FuzDB: a new phase in understanding fuzzy interactions

Abstract

Fuzzy interactions are specific, variable contacts between proteins and other biomolecules (proteins, DNA, RNA, small molecules) formed in accord to the cellular context. Fuzzy interactions have recently been demonstrated to regulate biomolecular condensates generated by liquid-liquid phase separation. The FuzDB v4.0 database (https://fuzdb.org) assembles experimentally identified examples of fuzzy interactions, where disordered regions mediate functionally important, context-dependent contacts between the partners in stoichiometric and higher-order assemblies. The new version of FuzDB establishes cross-links with databases on structure (PDB, BMRB, PED), function (ELM, UniProt) and biomolecular condensates (PhaSepDB, PhaSePro, LLPSDB). FuzDB v4.0 is a source to decipher molecular basis of complex cellular interaction behaviors, including those in protein droplets.

Figure 1.

FuzDB Browse page.

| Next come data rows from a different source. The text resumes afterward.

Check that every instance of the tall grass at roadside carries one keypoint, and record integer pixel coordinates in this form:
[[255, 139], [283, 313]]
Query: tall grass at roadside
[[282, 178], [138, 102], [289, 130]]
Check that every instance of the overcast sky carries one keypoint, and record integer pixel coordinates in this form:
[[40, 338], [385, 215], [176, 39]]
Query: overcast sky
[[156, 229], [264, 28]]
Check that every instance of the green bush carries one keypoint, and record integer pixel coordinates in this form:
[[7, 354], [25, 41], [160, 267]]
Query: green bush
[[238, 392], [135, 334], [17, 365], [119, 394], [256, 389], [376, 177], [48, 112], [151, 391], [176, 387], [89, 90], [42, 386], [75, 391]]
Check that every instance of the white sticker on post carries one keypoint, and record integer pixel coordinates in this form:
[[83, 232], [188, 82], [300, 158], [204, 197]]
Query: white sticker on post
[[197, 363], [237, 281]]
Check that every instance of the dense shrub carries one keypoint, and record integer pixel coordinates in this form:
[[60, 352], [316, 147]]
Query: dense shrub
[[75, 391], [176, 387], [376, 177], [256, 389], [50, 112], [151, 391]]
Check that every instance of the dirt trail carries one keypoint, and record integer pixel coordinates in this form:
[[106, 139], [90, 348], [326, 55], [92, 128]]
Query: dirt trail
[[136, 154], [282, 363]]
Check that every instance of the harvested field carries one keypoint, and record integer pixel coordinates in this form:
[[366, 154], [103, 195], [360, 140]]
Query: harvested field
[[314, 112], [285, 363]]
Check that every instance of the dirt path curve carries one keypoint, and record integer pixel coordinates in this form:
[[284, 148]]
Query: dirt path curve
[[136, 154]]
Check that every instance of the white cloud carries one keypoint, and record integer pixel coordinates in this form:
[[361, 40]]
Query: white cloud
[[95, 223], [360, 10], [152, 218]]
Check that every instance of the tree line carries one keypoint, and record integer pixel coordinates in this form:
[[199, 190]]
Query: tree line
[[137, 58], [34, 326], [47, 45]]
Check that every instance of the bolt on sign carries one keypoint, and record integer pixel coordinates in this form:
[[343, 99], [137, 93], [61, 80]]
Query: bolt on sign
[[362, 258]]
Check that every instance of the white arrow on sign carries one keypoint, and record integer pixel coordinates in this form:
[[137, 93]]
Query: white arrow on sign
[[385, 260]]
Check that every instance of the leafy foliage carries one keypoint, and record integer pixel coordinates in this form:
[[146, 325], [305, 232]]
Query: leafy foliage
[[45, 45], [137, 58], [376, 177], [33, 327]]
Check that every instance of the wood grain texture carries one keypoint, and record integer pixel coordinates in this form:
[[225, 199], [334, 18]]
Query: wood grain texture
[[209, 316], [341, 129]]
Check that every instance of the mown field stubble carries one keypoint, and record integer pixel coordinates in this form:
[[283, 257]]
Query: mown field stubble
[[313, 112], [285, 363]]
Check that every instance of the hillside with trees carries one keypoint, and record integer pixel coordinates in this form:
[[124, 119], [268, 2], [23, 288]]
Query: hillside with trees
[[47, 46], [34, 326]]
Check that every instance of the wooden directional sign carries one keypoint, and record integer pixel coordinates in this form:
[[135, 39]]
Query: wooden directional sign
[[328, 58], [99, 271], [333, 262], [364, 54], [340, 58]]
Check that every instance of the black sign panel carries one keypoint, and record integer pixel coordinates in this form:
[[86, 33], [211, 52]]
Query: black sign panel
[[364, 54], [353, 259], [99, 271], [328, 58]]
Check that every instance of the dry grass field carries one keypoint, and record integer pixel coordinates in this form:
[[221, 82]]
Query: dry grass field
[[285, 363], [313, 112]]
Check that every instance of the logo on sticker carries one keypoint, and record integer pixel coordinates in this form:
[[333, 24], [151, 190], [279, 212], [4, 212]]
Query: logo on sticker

A Table of Entries (by default 20 entries/page) is shown with the following columns: FuzDB identifier, protein name as reported in the corresponding UniProt entry, the UniProt identifier, definition of the fuzzy region(s), structure identifier in the PDB, LLPS identifier in specific dataset of biomolecular condensates, and the key references for structure and function. By clicking on each FuzDB identifier the user can access the Entry page (Figure 2). The Search can be performed for free text in all fields, entry ID, protein name, UniProt identifier, structure identifier, detection method, partner protein, LLPS and ELM reference, and biological description. The Download on the top-right side is available for whole database or a selected subset of protein(s) in JSON, TSV, FASTA, XML and TXT formats.

Figure 2.

FuzDB Entry page. The page is organized in different sections which are summarized in the right side (top). The top of the page shows the entry identifier and title as reported in UniProt. The feature viewer displays the fuzzy region/s, short linear motifs (SLiMs) and posttranslational modification sites (PTMs) mapped on the UniProt protein sequence. Sequence viewer highlights the amino acids involved in the fuzzy region/s. The Function section provides information on the biological activity based on the UniProt database. The Functional sites section lists the evolutionary conserved protein domains and short linear motifs (SLiMs) located in the fuzzy region/s. The boundaries of the functional regions, database cross-links and PubMed identifiers are also displayed. The Posttranslational modification site section displays the PTMs in the fuzzy region. Only the first 5 are shown, and the list can be expanded. The Condensate section lists the evidence to form biomolecular condensate either as driver or client and provide cross-links to the PhaSepDB, PhaSePro and LLPSDB databases. The Structure section lists the region/s that remain heterogeneous in the bound state based on experimental structure-determination. The table shows cross-links to PDB, PED and DisProt databases and the corresponding PubMed identifier/s. The Significance section summarizes the biological impact of fuzzy interactions on the biological activity.

Figure 3.

Fuzzy interactions by KRAS control the signaling outcome of the MAPK pathway (FC00179). Activation of RAF by KRAS is achieved via shifting its conformation equilibrium in the membrane-bound form (50). In state A (PDB:6pts), α4-α5 of KRAS and the RAF cystein-rich domain (CRD, green) interacts with the membrane surface, while the RAF RAS-binding domain (RBD, blue) is distant from the membrane. In state B (PDB:6ptw), the RAF RBD approaches the membrane surface, enabling KRAS α4-α5 separation. The exposed KRAS α4-α5 induces dimerization leading to enhanced MAPK signaling activity. Cancer mutations stabilize state B resulting in more active MAPK signaling. KRAS residues involved in fuzzy interactions are shown by orange, RAF residues are cyan. Loop residues ¹⁰⁶KGKKAR¹¹¹ distinguished in the conformational transition are shown in red.